Speakers examine death penalty
March 31, 2005
The integrity of the American judicial system is being questioned by a group of speakers who presented to students Wednesday night in Swen Parson Hall.
Law students Yvonne Cryns and Melanie Stibick coordinated efforts to bring speakers who have experienced the woes of the justice system to speak to students and faculty in a presentation titled, “Criminal Justice and the Death Penalty Program.”
“Having these kind of speakers talk to NIU students is fundamentally important,” said Stibick, a two-year law student and president of the NIU law school chapter of Amnesty International. “In school, students are usually given the same facts again and again. If students don’t come to see these speakers, they don’t learn anything new.”
NIU law student Mark Harper was a member of the panel of four and spoke on his own experiences with the American justice system.
Harper’s wife Julie was convicted in the 1997 murder of her 10-year-old son Joel and despite evidence to the contrary, has always maintained her innocence.

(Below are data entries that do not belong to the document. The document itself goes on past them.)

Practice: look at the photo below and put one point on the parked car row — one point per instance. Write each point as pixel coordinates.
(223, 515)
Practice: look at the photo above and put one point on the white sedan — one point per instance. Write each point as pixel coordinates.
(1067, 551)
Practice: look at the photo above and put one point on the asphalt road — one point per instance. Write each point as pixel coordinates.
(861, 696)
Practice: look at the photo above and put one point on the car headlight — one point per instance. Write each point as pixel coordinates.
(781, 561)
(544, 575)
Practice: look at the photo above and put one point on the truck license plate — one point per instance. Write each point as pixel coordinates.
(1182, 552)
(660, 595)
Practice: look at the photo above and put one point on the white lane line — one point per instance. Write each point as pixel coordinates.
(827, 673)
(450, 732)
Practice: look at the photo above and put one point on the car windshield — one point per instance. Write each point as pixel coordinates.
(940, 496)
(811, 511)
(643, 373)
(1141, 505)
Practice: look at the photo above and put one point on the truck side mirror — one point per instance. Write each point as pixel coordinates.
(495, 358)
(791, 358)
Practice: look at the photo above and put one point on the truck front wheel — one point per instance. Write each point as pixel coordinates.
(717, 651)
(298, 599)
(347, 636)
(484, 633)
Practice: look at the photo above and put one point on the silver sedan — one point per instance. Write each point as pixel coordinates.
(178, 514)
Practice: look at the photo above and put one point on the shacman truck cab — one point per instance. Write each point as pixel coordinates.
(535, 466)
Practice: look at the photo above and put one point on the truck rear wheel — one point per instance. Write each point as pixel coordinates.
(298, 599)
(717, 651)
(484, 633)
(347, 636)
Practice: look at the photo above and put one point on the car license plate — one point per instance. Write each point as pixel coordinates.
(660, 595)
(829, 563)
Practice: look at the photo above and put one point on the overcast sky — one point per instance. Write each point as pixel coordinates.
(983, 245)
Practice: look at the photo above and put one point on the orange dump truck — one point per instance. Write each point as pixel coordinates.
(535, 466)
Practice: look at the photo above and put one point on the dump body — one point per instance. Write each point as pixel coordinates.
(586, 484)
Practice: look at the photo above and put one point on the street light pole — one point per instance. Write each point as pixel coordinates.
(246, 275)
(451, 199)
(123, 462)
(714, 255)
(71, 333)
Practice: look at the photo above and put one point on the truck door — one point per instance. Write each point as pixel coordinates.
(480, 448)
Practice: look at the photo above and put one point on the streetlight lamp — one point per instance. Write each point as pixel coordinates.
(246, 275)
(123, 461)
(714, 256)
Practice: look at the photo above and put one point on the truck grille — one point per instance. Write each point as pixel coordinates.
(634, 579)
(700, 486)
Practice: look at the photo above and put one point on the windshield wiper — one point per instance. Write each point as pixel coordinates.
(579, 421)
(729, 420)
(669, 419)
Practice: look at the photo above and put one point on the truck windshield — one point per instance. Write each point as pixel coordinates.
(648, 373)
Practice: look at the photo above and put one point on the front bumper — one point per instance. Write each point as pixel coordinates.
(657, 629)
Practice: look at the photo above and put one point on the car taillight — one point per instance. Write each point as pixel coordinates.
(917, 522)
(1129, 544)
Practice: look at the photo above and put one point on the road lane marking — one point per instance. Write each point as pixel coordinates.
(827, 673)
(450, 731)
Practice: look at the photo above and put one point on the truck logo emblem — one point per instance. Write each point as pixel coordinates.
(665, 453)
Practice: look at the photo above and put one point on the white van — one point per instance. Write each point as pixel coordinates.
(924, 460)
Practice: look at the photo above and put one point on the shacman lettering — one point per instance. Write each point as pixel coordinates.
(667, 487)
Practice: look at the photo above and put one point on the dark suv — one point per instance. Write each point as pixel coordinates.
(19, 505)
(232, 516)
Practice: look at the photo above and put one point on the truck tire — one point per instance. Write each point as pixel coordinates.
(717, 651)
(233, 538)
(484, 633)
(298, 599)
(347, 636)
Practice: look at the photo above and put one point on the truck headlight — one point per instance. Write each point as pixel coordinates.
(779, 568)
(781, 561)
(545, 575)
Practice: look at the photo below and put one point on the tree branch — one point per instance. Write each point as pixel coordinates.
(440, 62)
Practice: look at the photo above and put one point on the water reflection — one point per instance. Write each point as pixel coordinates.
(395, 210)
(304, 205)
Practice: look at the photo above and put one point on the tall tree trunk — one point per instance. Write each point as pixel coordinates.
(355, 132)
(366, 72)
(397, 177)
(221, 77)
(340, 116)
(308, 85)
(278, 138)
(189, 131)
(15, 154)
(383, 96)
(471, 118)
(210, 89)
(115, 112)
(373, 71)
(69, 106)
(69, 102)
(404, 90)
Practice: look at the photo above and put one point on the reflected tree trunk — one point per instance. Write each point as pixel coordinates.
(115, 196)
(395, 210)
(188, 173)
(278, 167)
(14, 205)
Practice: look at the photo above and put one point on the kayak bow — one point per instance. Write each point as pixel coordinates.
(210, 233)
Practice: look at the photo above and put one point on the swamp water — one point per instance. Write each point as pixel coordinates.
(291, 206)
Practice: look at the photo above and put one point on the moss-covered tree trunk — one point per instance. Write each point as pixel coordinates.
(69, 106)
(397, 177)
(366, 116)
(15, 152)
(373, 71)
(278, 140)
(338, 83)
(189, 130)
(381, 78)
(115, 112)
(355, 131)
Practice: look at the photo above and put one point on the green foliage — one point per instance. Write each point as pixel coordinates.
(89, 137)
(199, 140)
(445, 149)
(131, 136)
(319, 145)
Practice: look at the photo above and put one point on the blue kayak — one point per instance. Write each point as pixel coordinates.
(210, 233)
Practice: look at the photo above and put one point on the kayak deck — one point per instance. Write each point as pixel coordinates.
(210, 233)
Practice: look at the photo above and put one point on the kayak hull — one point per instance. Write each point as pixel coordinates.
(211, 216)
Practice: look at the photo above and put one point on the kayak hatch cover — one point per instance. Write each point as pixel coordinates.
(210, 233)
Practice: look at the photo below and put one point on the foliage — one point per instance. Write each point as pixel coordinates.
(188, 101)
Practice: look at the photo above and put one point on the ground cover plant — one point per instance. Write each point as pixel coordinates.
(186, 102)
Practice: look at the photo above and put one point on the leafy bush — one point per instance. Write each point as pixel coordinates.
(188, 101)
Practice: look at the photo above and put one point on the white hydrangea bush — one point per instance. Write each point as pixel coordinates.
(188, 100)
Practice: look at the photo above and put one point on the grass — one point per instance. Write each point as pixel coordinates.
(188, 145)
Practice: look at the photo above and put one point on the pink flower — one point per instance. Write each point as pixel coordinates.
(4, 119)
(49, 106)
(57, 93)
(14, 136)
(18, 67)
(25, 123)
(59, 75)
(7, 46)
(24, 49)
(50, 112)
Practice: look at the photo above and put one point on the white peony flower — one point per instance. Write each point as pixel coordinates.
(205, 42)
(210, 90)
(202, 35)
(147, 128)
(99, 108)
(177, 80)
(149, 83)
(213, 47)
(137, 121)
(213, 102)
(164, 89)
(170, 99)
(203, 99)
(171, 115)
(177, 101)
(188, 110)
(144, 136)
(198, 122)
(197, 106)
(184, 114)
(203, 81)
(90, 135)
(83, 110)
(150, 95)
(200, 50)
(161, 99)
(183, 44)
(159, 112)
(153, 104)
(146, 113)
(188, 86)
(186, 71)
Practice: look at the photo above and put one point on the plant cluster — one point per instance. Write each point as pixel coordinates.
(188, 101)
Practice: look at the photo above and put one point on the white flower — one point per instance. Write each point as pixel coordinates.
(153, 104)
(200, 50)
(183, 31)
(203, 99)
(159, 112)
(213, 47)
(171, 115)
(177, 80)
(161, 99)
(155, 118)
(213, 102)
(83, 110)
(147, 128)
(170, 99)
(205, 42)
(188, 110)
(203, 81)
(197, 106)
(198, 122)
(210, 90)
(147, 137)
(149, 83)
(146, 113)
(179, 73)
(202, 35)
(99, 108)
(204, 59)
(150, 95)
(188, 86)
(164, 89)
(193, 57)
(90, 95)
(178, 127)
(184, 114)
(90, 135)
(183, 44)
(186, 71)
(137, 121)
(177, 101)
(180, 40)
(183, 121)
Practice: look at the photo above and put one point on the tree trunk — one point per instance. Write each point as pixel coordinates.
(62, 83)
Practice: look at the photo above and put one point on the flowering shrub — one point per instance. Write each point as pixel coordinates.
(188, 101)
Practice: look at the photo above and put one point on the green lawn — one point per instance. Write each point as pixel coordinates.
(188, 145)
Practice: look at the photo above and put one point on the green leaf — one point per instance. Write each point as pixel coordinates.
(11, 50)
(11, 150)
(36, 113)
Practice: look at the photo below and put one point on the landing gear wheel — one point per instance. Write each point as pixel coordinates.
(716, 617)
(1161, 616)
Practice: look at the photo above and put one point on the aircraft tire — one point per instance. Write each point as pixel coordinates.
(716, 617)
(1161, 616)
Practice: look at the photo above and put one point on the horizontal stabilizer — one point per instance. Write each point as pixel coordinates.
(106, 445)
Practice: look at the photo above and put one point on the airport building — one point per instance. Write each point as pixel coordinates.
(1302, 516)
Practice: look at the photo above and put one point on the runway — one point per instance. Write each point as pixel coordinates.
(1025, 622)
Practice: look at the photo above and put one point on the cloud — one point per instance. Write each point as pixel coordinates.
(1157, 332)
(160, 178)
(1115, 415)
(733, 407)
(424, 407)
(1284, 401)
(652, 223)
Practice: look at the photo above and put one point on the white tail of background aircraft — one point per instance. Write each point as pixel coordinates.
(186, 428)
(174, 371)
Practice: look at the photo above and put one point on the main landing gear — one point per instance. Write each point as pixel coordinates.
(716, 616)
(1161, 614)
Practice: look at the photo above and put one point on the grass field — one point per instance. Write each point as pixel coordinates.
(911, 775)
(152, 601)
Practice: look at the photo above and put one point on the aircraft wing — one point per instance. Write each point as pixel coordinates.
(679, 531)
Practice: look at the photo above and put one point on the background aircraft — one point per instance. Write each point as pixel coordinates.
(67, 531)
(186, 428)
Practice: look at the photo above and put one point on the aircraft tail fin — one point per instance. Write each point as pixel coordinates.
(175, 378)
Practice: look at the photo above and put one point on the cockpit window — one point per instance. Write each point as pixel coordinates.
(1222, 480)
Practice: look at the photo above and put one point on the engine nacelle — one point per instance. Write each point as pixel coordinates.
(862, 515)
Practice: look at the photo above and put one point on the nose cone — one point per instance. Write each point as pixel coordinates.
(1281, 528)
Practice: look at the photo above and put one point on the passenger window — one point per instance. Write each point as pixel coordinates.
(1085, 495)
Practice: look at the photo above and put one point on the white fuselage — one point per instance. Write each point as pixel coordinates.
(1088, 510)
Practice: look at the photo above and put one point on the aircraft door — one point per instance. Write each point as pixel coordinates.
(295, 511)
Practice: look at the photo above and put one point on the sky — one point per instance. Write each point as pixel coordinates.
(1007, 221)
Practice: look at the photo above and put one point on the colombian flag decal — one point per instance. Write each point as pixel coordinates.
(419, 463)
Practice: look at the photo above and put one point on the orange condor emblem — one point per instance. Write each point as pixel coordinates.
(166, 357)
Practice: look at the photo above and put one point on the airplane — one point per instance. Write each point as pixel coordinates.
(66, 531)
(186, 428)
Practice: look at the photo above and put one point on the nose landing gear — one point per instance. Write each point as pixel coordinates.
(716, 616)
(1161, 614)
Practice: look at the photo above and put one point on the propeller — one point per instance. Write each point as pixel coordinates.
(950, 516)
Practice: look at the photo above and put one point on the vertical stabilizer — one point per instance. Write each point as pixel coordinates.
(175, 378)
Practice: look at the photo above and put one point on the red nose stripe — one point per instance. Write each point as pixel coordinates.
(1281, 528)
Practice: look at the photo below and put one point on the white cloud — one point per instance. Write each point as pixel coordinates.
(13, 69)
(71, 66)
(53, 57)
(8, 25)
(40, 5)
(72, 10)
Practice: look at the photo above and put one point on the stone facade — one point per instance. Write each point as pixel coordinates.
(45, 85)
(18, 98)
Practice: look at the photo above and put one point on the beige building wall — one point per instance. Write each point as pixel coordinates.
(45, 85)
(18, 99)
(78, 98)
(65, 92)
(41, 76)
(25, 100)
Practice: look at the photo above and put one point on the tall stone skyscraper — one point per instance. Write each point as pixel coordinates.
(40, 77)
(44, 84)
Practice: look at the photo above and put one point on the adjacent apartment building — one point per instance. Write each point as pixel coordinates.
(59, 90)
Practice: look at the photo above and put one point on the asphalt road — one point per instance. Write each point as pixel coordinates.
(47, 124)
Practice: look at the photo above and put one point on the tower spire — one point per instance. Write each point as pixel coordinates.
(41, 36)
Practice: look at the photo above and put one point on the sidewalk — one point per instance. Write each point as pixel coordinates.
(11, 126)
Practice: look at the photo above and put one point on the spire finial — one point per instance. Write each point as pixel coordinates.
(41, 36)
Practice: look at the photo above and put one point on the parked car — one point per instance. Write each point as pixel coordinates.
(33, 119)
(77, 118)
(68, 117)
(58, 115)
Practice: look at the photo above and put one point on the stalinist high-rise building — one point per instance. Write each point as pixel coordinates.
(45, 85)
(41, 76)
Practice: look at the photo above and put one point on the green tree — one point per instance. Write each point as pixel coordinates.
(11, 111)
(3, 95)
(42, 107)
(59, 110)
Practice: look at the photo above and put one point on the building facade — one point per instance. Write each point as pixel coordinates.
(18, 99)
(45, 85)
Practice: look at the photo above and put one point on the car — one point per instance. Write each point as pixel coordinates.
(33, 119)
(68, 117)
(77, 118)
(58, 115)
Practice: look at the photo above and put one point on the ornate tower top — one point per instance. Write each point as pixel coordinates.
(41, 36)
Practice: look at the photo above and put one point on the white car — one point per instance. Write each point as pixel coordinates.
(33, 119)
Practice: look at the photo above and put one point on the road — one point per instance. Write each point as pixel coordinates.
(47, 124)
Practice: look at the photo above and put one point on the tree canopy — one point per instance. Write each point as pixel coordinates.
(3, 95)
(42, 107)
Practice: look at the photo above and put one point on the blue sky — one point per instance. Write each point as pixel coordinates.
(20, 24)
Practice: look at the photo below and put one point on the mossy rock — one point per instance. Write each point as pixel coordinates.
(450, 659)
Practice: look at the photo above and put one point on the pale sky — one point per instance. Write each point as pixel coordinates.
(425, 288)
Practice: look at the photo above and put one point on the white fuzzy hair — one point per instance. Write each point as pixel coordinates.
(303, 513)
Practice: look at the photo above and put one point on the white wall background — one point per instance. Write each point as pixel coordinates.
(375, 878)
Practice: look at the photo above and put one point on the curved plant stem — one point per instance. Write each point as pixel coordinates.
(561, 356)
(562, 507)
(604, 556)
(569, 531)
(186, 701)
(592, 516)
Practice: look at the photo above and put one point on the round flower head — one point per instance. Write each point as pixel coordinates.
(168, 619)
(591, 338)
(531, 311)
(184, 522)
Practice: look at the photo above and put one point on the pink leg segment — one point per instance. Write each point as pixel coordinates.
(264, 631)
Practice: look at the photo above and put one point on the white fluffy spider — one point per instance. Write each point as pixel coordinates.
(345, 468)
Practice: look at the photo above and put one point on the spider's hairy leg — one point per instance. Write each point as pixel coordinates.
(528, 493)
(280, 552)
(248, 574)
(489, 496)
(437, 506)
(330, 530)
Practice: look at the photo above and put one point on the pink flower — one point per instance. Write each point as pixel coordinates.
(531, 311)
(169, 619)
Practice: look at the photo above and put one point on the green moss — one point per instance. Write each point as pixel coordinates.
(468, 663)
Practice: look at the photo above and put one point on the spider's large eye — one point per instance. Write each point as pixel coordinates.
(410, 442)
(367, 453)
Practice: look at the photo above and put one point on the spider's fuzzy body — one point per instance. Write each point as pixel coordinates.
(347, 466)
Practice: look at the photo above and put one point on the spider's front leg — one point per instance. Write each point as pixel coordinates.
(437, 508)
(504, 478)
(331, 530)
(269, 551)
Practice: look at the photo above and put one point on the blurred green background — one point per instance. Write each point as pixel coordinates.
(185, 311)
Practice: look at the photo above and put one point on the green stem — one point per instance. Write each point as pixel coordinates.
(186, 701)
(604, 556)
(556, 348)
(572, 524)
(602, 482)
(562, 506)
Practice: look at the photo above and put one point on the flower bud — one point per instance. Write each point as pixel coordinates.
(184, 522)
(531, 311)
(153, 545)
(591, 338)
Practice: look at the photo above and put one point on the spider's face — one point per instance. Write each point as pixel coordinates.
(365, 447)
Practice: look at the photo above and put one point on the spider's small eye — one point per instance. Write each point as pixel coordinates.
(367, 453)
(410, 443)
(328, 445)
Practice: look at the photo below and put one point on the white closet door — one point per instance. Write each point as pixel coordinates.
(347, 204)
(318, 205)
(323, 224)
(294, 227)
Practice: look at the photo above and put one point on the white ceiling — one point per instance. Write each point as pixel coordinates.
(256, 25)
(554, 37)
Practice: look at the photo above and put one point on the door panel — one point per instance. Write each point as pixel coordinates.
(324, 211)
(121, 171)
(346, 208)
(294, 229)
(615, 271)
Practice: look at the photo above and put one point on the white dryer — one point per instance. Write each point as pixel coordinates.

She is in a retrial and also spoke to NIU students last night.
“When the police tell you ‘anything you say can and will be used against you,’ that’s exactly what they mean,” Mark said.
Panel members advocated their dissent with the death penalty and called for social and political change.
“It is incredibly important to remember that in the midst of all of this, there are victims,” said speaker Jennifer Bishop-Jenkins.
The sister and brother-in-law of Bishop-Jenkins were murdered in 1990 by a teenager who broke into their Winnetka home and shot them. Her sister Nancy was pregnant at the time of her shooting. When police arrived on the scene, they found a message that Nancy drew to her loved ones in her husband’s blood before she died. The message was the symbol of a heart and the letter “U.”
Despite the violent crimes committed against her family members, Bishop-Jenkins is a fervent advocator against capital punishment.
“Giving suspects the death penalty does not reduce the murder rate,” she said. “We live in an era with a very convoluted legal system, and this needs to be corrected.”
Many NIU students had a strong reaction to the presentation.
“It really opened my eyes,” said sophomore sociology major Delma White. “I was considering becoming a corrections officer, but I don’t know now. It makes me think that I could either be a part of the problem or the solution.”
The American justice system is the best in the world. However, it is also a system that is greatly flawed, Bishop-Jenkins said.